O auxiliar de serviços gerais Francisco Costa*, 45, acompanhava com lágrimas nos olhos a formatura do filho André*, 18, como pintor de imóveis. “É a primeira vez que ele ganha um certificado e eu estou aqui recebendo o meu junto com o dele. É emocionante”, disse, sem segurar o choro.

André é um dos 38 adolescentes que cumprem medida socioeducativa no Amazonas a receber certificados de almoxarife de obras e de pintor de imóveis. Eles tiveram aulas práticas e teóricas durante três meses, junto com familiares e responsáveis que se interessaram em participar do projeto.

Interno há quatro meses no Centro Socioeducativo Dagmar Feitosa e prestes a sair - em setembro -, André conta que dos três cursos que fez quando estava internado este de pintor foi o que mais o agradou. “Fiz um curso de informática e de paisagismo, mas este de pintor de imóveis eu pude fazer junto com o meu pai. Quando eu voltar para casa vou trabalhar com ele”, contou, com um sorriso no rosto.

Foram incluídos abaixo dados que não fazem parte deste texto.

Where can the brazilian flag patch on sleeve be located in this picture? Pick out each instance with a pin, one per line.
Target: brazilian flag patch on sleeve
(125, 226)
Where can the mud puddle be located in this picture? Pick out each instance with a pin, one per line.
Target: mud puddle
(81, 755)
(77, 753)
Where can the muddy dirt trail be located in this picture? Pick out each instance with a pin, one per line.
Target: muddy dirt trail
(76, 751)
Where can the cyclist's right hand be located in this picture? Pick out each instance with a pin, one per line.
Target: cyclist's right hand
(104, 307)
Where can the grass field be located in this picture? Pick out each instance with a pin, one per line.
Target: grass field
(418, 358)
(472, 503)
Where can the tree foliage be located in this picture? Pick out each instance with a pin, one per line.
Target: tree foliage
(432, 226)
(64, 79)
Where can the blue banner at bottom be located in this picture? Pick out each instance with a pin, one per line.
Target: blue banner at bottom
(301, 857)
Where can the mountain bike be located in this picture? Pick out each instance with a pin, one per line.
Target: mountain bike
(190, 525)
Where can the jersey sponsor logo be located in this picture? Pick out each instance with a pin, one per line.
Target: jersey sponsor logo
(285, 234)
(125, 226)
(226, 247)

Bernardo*, 19, deixou o centro socioeducativo Raimundo Parente há poucos dias. Ele veio de São Sebastião do Uatumã após cometer um assalto e deverá voltar ao município com o certificado de pintor debaixo do braço. “Eu não quero voltar, quero arrumar um emprego e ficar aqui. Lá na minha cidade tem poucas pessoas e por conta do meu passado ninguém me quer bem. Tenho medo de voltar e as pessoas falarem besteira pra mim. Sei que eu aprontei muito, mas não quero voltar pra um lugar com uma imagem que quero deixar pra trás”, disse.

O jovem passou quatro meses preso em Manaus e outros oito meses em uma cela da delegacia de São Sebastião do Uatumã junto com os outros presos adultos. “Lá não tinha um lugar separado pra mim e eu ficava com os outros. Não gostava muito não. Aqui fiz amizades, cursos e percebi que posso entrar no mercado de trabalho e ajudar minha mãe”.

André, Bernardo e ou outros jovens que receberam o certificado ontem terão acompanhamento psicológico quando chegarem ao mercado de trabalho. Uma equipe formada por psicólogos, assistentes sociais e funcionários da Seas farão um acompanhamento mensal da integração dos jovens no retorno do convívio em sociedade.

*Nomes fictícios em atendimento à lei 8.069/90, Estatuto da Criança e do Adolescente (ECA).